Captain Brian Clarke Cumberland, 1st/5th Battalion, the Bedfordshire Regiment


Remembering the Fallen: on this day in 1915, Captain Brian Clarke Cumberland, 1st/5th Battalion, the Bedfordshire Regiment, was killed in action on Kidney Hill at Suvla, Gallipoli.

The only son of a land agent and auctioneer, he was educated at St. George’s boarding school in Harpenden in Hertfordshire. He went on to pass the exams required to become a member of the Auctioneers & Surveyors Institute, and joined the family business. He also joined his father’s Masonic Lodge, and was well known locally as an exceptional tennis player and golfer.

In 1911 he enlisted in the 5th Battalion of the Bedforshire Regiment, being promoted to lieutenant in May of 1913, and then to captain on the 29th of August, 1914. The 5th was at that time a Territorial Force battalion, which had been raised as a Rifle Volunteer Battalion in 1860, becoming the 5th (Territorial) Battalion in 1908. They were embodied (becoming full-time instead of part-time) at the outbreak of the Great War and at first provided home defence in East Anglia and on the Norfolk coast. They became the 1st/5th when the 2nd/5th was raised in October, 1914; the 3rd/5th following on in June, 1915.

On the 6th of August, 1915, British forces opened a new front on the Gallipoli peninsular, their intention being to break the deadlock at Helles and Anzac Cove. They made new landings at Suvla Bay in order to take the surrounding hills, attack the Turks from the rear and achieve victory. Captain Cumberland’s regiment landed at Suvla Bay on the 12th of August. Three days later he was leading his company in a charge up the crest towards Kidney Hill when he was shot in the head, dying instantly.

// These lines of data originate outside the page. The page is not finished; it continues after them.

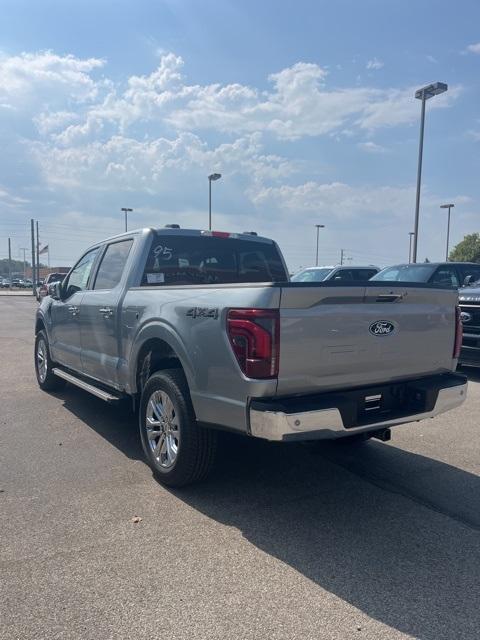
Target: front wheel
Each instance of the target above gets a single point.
(177, 449)
(47, 380)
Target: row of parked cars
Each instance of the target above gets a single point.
(15, 283)
(464, 276)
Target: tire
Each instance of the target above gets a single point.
(47, 381)
(178, 450)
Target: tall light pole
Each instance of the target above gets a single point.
(447, 206)
(319, 226)
(24, 262)
(126, 210)
(411, 234)
(423, 94)
(212, 177)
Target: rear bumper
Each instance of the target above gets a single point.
(469, 356)
(336, 415)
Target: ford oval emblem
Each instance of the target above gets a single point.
(382, 328)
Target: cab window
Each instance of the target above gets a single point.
(113, 264)
(445, 277)
(77, 280)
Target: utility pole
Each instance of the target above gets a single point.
(34, 278)
(10, 261)
(423, 94)
(411, 234)
(126, 211)
(319, 226)
(24, 262)
(38, 253)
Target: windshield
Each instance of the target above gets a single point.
(406, 273)
(311, 275)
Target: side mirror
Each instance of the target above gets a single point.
(55, 290)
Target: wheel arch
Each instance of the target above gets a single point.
(155, 350)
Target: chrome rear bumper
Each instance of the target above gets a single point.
(328, 423)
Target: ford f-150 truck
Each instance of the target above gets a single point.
(205, 332)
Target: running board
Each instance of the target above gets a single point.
(100, 393)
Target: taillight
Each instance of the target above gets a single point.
(458, 333)
(255, 338)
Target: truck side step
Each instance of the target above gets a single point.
(86, 386)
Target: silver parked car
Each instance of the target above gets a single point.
(204, 331)
(340, 273)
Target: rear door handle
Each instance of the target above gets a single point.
(389, 297)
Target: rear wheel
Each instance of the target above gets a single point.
(47, 380)
(177, 449)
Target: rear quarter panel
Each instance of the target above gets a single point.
(218, 388)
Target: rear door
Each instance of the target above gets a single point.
(100, 326)
(344, 336)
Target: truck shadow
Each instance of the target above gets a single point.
(393, 533)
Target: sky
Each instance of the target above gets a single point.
(306, 108)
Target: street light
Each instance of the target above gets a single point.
(423, 94)
(319, 226)
(447, 206)
(411, 234)
(126, 210)
(211, 177)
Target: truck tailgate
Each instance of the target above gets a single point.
(345, 336)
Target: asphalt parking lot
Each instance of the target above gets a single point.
(378, 542)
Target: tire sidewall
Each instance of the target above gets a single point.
(182, 405)
(41, 337)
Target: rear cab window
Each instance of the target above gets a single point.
(202, 260)
(113, 264)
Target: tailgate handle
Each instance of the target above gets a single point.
(389, 297)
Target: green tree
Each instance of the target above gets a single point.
(468, 250)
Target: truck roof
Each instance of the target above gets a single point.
(243, 235)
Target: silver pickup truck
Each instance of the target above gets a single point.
(204, 331)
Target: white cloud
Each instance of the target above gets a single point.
(338, 199)
(371, 147)
(299, 104)
(474, 48)
(375, 64)
(123, 163)
(44, 78)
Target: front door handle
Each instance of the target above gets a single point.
(389, 297)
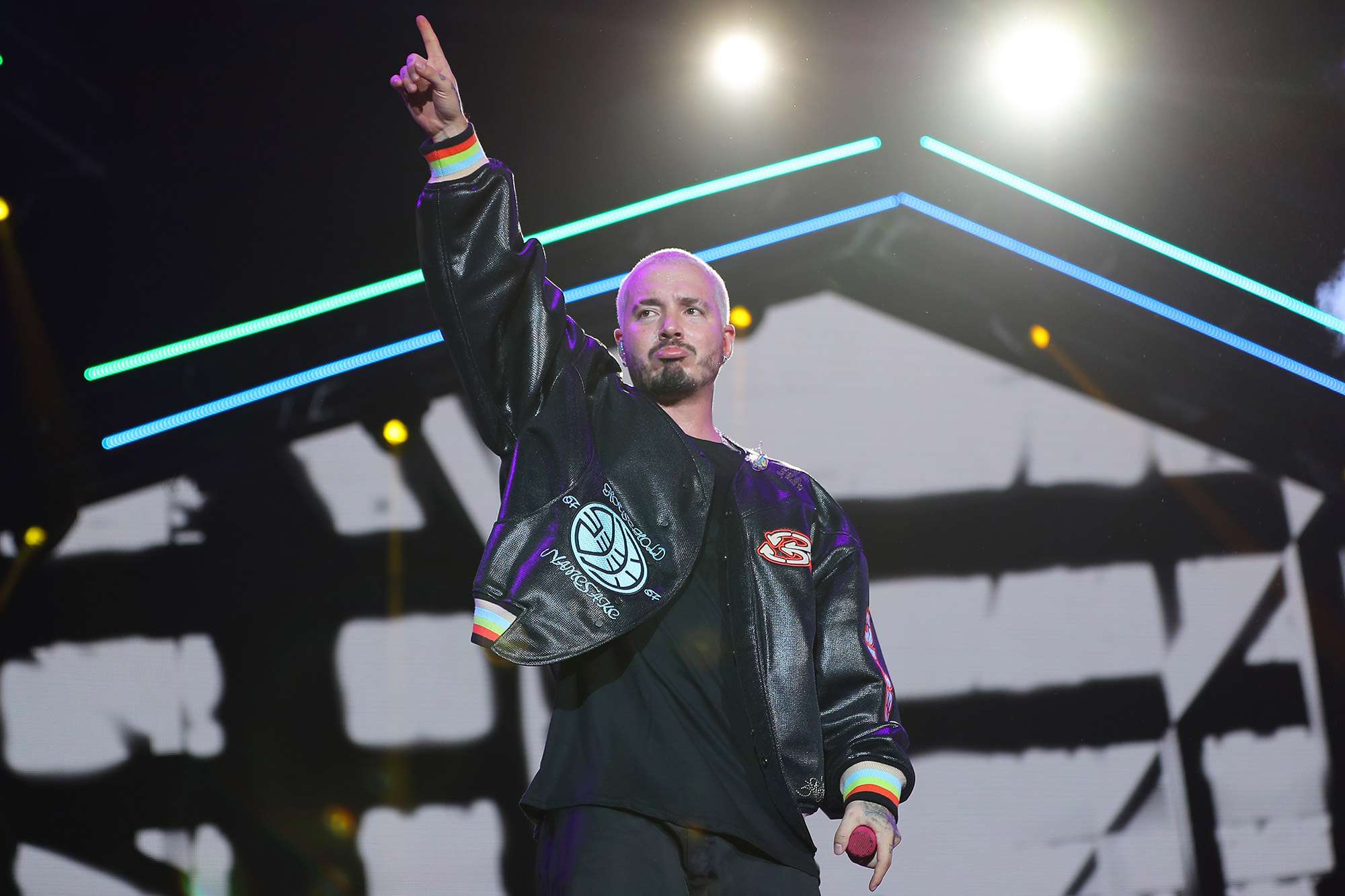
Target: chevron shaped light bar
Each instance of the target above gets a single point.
(1125, 231)
(414, 278)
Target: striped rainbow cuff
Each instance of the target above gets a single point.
(871, 780)
(454, 155)
(489, 622)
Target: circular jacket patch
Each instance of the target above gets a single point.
(606, 548)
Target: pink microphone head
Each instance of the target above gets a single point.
(863, 845)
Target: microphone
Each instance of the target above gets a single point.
(863, 845)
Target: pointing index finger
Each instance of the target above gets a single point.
(432, 50)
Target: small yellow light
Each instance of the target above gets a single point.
(341, 821)
(395, 431)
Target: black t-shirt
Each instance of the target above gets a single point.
(654, 721)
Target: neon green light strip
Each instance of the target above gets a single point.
(1145, 240)
(414, 278)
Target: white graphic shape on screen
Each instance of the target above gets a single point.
(76, 708)
(149, 517)
(416, 853)
(470, 466)
(358, 482)
(41, 872)
(414, 680)
(204, 854)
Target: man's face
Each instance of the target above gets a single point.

An officer from the London Regiment wrote: “A Company, superbly led by Brian Cumberland had borne the brunt of the first bayonet charge. Kidney Hill was to prove different as his company were all but shattered during the attack that followed. After a brief pause for reorganisation, the Bedfords gathered themselves and formed up for the attack on the 2nd and more difficult objective of Kidney Hill. As soon as the Bedfords left their trenches to form up for the second advance, they came under heavy fire. It was so bad that one company recorded that it was 'led from the outset by a Private' as all Officers and NCO's became casualties in the opening minutes of the 2nd attack’”.

Private Horace Manton of Captain Cumberland’s company wrote: “We'd got no cover at all. One of the lieutenants was going aside of me. We were in open formation. He got shot while we were going up the hill, I said: 'Do you need any help Sir?' He said: 'No, carry on, don’t break the line'. We got to the top and then we got blasted by shrapnel. I saw my cousin get killed in front of me. He was crying when he got shot. It killed him anyhow; he was only sixteen. How I missed it I don't know, shrapnel was flying all the time”.

Captain Cumberland is buried in the Azmak Cemetery at Suvla, and his father erected a memorial to him in the Crawley Green Road cemetery in Luton. From Dunstable in Bedfordshire, he was 26 years old.